How wonderfully Job learned this lesson! He said, as stated in our opening text, “I have heard of thee by the hearing of the ear: but now mine eye seeth thee.” (vs. 5) Earlier in his experience, after lamenting the fact that his friends, his wife, and the servants in his household despised him, Job could say with confidence, “I know that my redeemer liveth, and that he shall stand at the latter day upon the earth: And though after my skin worms destroy this body, yet in my flesh shall I see God: Whom I shall see for myself, and mine eyes shall behold, and not another; though my reins be consumed within me.” (Job 19:25-27) He had also prayed to God, “O that thou wouldest hide me in the grave, … that thou wouldest appoint me a set time, and remember me!”—Job 14:13

In these statements of Job, he expressed his hope in the resurrection, and the belief that when he is restored to life in the flesh, he will then “see God.” This, however, will not be literal sight, but an understanding of God such as he expressed as having come to him even before he died, when he said, “now mine eye seeth thee.” What a wonderful experience that must have been for Job, and how he must have rejoiced that he had again found the Lord, could see him in his experiences, and more fully understand the meaning of his providences.

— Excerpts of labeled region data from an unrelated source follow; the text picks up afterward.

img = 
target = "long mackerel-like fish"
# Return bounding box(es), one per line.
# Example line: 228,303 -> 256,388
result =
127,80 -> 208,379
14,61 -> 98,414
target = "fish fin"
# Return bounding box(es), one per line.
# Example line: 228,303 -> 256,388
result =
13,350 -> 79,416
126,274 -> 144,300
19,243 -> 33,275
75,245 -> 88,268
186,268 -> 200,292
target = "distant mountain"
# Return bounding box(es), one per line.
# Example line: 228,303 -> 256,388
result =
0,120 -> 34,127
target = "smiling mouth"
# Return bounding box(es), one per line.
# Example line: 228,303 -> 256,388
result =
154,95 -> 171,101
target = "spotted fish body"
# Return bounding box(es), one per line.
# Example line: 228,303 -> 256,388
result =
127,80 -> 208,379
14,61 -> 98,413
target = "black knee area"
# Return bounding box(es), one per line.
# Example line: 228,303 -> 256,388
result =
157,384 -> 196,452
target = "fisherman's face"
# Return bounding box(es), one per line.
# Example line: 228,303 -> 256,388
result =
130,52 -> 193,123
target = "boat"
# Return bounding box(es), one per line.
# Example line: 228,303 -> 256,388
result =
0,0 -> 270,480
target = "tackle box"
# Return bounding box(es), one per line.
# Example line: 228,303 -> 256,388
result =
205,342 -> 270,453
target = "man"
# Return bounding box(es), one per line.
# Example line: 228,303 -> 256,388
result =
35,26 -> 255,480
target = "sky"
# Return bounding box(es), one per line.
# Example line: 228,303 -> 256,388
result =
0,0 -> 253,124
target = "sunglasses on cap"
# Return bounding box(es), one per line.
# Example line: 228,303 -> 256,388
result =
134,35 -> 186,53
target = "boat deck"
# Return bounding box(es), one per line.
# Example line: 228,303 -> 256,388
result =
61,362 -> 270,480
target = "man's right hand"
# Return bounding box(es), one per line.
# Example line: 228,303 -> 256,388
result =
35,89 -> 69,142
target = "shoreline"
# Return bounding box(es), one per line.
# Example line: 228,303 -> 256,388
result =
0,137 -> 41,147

It will be in this sense that all mankind, during the thousand-year reign of Christ, will come to “see” the Lord. In Isaiah 25:6-9, where the Messianic kingdom is symbolized as a mountain, we are informed that in this mountain God will “destroy … the face of the covering cast over all people, and the vail that is spread over all nations.”

Job said that the Redeemer would “stand at the latter day upon the earth,” and this is true. Christ Jesus is the great king and mediator who will rule and bless the people. In one of the symbols applying to him he is referred to as the “arm of the Lord,” and concerning him we read, “The Lord hath made bare his holy arm in the eyes of all the nations; and all the ends of the earth shall see the salvation of our God.”—Isa. 52:10; 53:1

Then, all mankind, having passed through the long nighttime experience of suffering and of death, mostly without benefit of any clear knowledge of God, will be able to see him in the rich experiences of blessing which will come to all flesh at that time. Just as Job finally saw and appreciated God more clearly than ever before, this will also be the lot of all mankind—all those who accept the provisions of God’s grace through the Redeemer, and who obey the righteous laws of the kingdom.